The following notebook illustrates our content filtering approach that uses track similarity (measured by cosine distance) to recommend tracks to playlists.
In order to recommend songs to playlists, we want to recommend songs that share similar features with the existing songs in the playlists. One way to find songs that share similar features with the existing songs is to look at cosine similarity of their audio features.

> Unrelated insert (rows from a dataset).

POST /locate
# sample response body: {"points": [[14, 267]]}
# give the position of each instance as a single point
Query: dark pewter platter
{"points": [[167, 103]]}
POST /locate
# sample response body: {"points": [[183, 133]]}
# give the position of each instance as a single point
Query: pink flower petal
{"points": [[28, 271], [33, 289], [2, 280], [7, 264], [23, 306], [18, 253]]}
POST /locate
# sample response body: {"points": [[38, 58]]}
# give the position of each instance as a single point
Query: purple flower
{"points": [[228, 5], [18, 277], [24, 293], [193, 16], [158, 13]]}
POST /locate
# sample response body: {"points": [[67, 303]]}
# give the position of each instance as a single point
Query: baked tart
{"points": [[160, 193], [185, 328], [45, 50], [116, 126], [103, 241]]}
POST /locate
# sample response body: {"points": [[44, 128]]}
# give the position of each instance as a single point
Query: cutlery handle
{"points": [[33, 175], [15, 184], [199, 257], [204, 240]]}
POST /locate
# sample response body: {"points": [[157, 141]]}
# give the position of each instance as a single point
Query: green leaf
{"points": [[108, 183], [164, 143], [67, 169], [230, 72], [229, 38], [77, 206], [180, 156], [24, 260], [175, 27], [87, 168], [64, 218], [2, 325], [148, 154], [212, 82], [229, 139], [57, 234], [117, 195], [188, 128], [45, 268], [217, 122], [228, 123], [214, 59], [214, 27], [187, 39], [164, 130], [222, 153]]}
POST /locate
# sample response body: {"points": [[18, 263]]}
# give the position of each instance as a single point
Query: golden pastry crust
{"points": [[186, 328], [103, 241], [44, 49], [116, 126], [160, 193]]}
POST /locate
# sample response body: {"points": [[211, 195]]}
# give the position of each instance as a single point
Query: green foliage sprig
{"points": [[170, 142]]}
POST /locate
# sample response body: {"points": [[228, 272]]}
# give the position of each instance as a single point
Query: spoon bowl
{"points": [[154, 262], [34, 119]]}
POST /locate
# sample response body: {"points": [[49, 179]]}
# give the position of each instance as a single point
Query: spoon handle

The idea is that if they share similar audio features (thus a short cosine distance), they are similar songs.
Cosine similarity measures the orientation of two n-dimensional sample vectors irrespective to their magnitude. It is calculated by the dot product of two numeric vectors, and it is normalized by the product of the vector lengths. The output value ranges from 0 to 1, with 1 as the highest similarity.
We compute a similarity matrix for tracks by using sklearn pairwise distance method, with cosine similarity:
To compute prediction set per playlist, our model does the following:
We did a stratified splitting of the data (by Playlistid) into training and test set by 80-20. Stratified splitting ensures that we have the right proportion of train and test for playlists of different lengths.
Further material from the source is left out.